The United Nations has been warned -- Syrian citizens are dying by the thousands, with the death toll in Syria rising by at least 1,000 in the past 10 days -- and more losing their lives in the daily bloodbath that comes with each clash between loyalist troops and opposition forces.
The figures reflect the deaths of those killed by government troops, according to U.N. Human Rights Commissioner Navi Pillay, who said more than 5,000 have died since the uprising against President Bashar al-Assad began in March. At the beginning of the month, the U.N. had estimated the death toll was 4,000.
At least 300 of the dead are children, Pillay told the U.N. Security Council in a report Tuesday. She called on the U.N. to refer Assad to the International Criminal Court at The Hague.
A similar process was followed in the case of former Libyan dictator Muammar Qaddafi, although the strongman never reached the court, having later been executed by rebel forces as soon as he was captured.
At least 14,000 anti-government protesters and their family members have been jailed, Pillay reported, and many of those were tortured. Some 12,400 have fled the country.

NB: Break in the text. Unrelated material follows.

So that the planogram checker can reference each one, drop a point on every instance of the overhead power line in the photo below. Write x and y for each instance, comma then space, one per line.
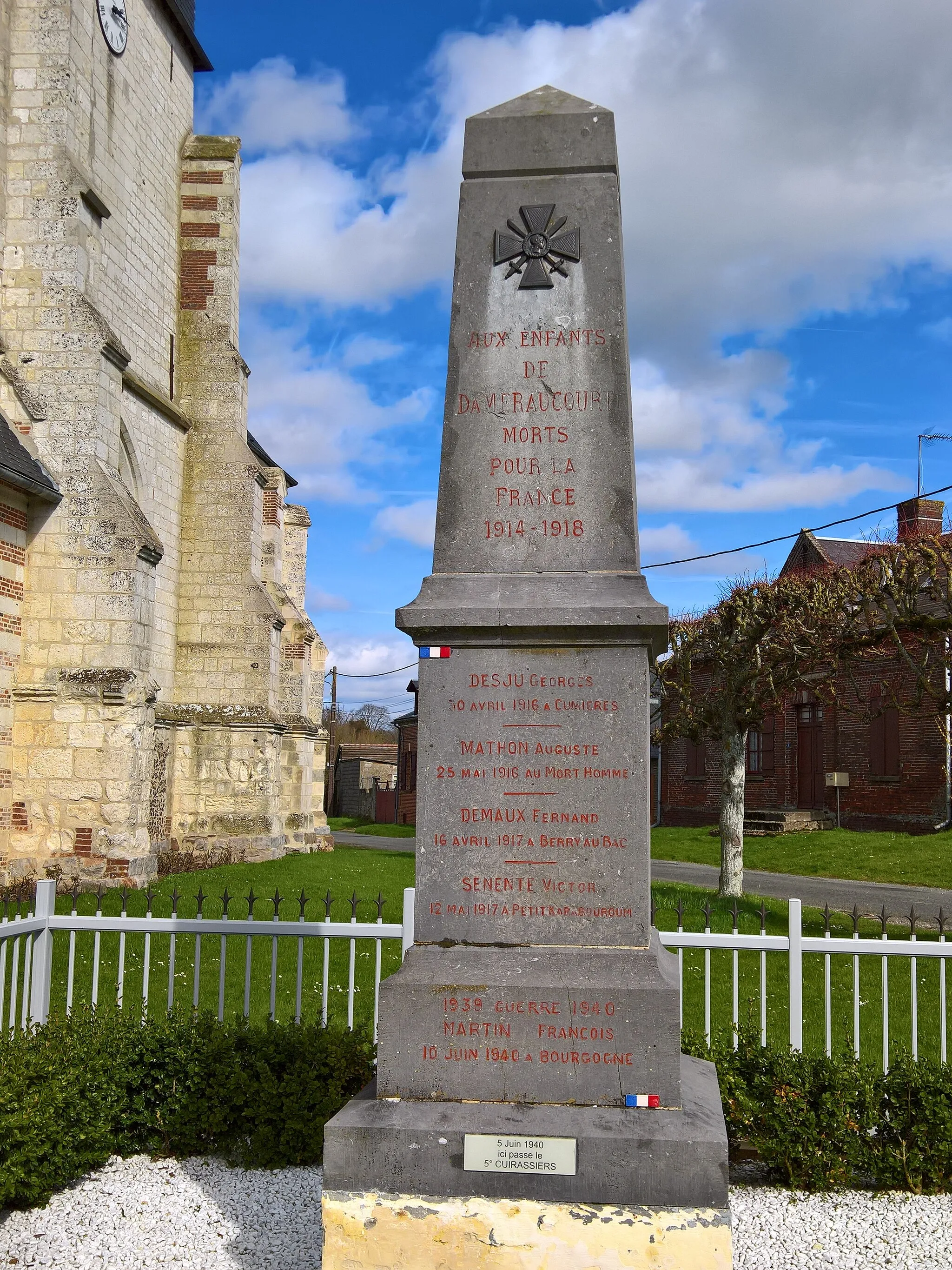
343, 675
786, 538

Among the dead are unarmed civilians, defectors from the Syrian army, and regular army soldiers who were killed for refusing to obey orders to shoot protesters.

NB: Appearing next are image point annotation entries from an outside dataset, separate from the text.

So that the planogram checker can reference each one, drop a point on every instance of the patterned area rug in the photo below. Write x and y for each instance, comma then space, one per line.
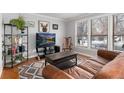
34, 70
31, 71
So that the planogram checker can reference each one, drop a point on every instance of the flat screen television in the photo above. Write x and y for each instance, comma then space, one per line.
45, 39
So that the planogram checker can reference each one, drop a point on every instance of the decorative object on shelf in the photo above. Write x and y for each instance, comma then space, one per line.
18, 58
43, 26
30, 23
55, 26
19, 22
15, 45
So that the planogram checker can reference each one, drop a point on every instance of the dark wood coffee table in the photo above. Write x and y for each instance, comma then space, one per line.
61, 58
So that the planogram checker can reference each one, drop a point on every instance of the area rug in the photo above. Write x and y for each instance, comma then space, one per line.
31, 71
34, 70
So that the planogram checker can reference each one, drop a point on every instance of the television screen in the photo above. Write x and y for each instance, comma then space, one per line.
45, 39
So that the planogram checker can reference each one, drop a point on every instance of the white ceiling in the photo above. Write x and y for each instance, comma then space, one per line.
68, 16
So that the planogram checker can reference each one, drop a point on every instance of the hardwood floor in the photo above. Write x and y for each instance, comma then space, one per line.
12, 73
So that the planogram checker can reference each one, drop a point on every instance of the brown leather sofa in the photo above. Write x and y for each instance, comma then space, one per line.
106, 64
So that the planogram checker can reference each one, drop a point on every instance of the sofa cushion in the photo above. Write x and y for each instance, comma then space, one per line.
114, 69
79, 73
91, 66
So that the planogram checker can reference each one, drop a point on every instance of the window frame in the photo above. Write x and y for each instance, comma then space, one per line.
98, 35
77, 44
114, 28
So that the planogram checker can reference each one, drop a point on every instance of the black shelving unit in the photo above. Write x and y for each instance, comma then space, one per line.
15, 52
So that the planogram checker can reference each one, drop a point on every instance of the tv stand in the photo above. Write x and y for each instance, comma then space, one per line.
42, 51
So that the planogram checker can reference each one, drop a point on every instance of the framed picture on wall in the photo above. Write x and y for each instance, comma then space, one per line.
55, 26
30, 23
43, 26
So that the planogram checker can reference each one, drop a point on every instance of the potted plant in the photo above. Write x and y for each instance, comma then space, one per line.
19, 22
18, 58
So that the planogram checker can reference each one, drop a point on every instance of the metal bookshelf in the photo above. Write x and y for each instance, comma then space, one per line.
15, 52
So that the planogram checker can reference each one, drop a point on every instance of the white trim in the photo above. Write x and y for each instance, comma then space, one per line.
110, 29
44, 16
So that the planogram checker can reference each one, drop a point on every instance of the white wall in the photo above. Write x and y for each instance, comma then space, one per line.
60, 33
1, 62
71, 31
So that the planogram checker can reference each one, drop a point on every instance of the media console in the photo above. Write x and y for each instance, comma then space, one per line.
42, 51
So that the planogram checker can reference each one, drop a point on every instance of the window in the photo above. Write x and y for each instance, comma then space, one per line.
119, 32
99, 33
82, 33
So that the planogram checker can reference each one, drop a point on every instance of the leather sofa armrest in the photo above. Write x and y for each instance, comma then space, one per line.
108, 55
52, 72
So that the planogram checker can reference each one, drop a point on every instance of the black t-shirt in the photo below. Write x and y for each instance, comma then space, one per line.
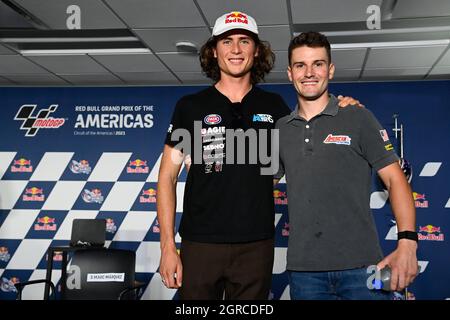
226, 201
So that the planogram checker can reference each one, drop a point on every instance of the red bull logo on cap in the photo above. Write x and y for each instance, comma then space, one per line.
22, 165
148, 196
236, 17
33, 194
280, 197
419, 200
137, 166
45, 223
432, 233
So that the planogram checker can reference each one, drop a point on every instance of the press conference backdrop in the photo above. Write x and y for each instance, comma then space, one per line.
101, 160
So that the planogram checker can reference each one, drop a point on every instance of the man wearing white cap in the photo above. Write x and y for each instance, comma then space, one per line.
227, 226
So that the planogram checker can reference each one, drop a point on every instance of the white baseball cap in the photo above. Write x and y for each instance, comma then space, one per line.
234, 20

Syrian government troops opened fire on a car traveling near the village of Khattab in the central Hama province at dawn on Wednesday, killing all five passengers, human rights groups told the Associated Press. It was not clear why that particular car was targeted. Heavy gunfire was also reported in the village of Hirak in the southern province of Dara'a. At least 38 people were killed on Tuesday, mostly in the northwestern region of the country.
Government spokesmen have claimed that more than 1,100 Syrian Army troops have also died in the clashes.
"Independent, credible and corroborated accounts demonstrate that these abuses have taken place as part of a widespread and systematic attack on civilians," Pillay reported. Activists and various human rights organizations claim the figures are actually even higher.